Затем он повторил непонятное слово, сделав неправильное ударение:
— Мольер. Что это? Никогда не слышал!
Его вопрос был искренним. Он не смеялся над ней. Впрочем, Эдит не собиралась издеваться над его невежеством. Ее вовсе не удивило то, что он понятия не имел о Мольере. В конце концов, уж она-то знала, каково быть выключенной из жизни из-за отсутствия образования. Собственно, это и побудило ее научить Ива всему тому, что она сама уже успела узнать.
— Мольер — один из величайших поэтов нашей страны. Он жил в семнадцатом веке и писал замечательные комедии. Ты повеселишься, когда будешь читать его произведения.
В мыслях она уже видела продолжение занятий: если Ив успешно справится с этой задачей, она пригласит его в театр. В Париже уже открылось большинство из них.
Он мог бы начать с комедии «Скупой» или с другого произведения Мольера. Узнал бы что-то новое, а она бы получила удовольствие, наблюдая за его реакцией.
Однако он вовсе не пылал энтузиазмом.
— Неужели ты думаешь, что меня может развлечь писатель, который жил в семнадцатом веке?
— Если нет, то он, по крайней мере, научит тебя литературному языку. — Эдит подошла к буфету со стопками книг. Это были подарки, которые она бережно хранила и заботливо перевозила с собой каждый раз, когда переезжала. Она вытащила тонкий томик и протянула его Иву.
Он пробормотал что-то неразборчивое, но явно без особого воодушевления. За книгой он потянулся неохотно, но когда их руки случайно соприкоснулись, его движения стали тверже. Пальцы молодого человека были теплые, требовательные, чувственные. Видно было, что его мысли направлены не на классическую литературу, а на нечто совершенно иное.

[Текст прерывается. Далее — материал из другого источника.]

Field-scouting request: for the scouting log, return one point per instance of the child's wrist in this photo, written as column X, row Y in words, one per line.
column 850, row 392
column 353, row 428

Улыбаясь, Эдит отняла руку.
— Ты наверняка получишь больше удовольствия от чтения «Школы жен», чем от «Мнимого больного».
Она почувствовала, что задыхается, а сердце готово выпрыгнуть из груди. Втайне ей хотелось, чтобы Ив крепко обнял ее и никогда не отпускал. Его прикосновение отзывалось в теле Эдит еще несколько часов спустя, даже во время вечернего выступления. Чтобы оказаться на некотором расстоянии от Ива, она отступила в глубину комнаты. Ее ноги хотели другого: бежать к нему, но она заставила себя двигаться в противоположном направлении, в сторону Симоны, которая, не сдержавшись, тихонько хихикнула где-то вдалеке.